Caring for children with complex life-limiting illnesses is, of course, a serious profession. But that doesn’t mean there isn’t scope for a little fun – in fact, it’s a big part of the job!
 
Whenever Tina visits Darcie, she takes her a new sticker. On some days, she fills a syringe with water and the two have some fun splashing each other playfully. For Darcie’s older siblings, Tina simply gets them to tell her ‘rubbish jokes’. (Something Tina’s good at herself.)
 
“It’s a way of breaking down barriers, and just having a laugh with the kids.

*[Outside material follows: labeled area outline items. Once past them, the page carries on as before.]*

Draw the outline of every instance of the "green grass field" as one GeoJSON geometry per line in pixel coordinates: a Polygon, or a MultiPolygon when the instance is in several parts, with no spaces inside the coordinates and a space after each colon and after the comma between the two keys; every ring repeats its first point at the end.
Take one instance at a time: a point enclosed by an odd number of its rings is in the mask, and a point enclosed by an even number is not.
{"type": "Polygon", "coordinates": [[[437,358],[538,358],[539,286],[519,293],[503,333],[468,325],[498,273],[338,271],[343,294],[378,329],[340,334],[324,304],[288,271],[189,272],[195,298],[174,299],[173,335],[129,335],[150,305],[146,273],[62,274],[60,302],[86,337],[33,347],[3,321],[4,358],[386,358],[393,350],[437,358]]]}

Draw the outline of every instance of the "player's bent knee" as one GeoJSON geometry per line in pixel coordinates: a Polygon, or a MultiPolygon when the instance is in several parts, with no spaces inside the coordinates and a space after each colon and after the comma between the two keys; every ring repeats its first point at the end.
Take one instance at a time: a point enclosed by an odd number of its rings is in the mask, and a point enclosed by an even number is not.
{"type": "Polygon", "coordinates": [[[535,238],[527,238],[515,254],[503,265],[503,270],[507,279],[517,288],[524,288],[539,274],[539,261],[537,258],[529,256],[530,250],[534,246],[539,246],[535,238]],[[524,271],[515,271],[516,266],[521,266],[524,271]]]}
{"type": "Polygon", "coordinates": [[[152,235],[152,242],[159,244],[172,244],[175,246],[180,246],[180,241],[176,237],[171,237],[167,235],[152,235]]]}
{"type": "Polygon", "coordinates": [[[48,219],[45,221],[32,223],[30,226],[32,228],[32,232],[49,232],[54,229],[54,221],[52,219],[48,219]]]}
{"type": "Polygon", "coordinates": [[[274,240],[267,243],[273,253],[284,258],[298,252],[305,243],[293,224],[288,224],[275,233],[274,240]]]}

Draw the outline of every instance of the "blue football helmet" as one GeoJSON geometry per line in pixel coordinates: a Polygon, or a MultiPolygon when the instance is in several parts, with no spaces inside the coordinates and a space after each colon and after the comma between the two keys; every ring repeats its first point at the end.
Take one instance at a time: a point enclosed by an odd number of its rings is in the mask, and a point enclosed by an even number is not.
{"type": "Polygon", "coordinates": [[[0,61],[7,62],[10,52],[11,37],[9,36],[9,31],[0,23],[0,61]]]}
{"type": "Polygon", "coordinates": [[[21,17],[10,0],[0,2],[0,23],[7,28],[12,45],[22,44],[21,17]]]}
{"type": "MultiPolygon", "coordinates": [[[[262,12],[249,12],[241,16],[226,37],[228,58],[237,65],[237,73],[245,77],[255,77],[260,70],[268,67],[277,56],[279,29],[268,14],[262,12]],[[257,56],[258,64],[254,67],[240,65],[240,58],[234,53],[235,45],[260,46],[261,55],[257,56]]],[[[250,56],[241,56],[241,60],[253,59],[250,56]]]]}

I’ve looked after children with cancer for many years. To me, they’re just normal children, with normal lives, who have this extra thing. For me, it’s about trying to give them back that normal childhood. Which you can’t, of course. But what you can do is give them snapshots of one.
 
“You make the treatment something the child can help control; can feel some agency over.
 
“When a child has cancer, they have all control taken away from them. It’s a horrendous time. For me to go in and give them some small measure of control back? That’s massive. It’s why I do what I do – and why I love it.”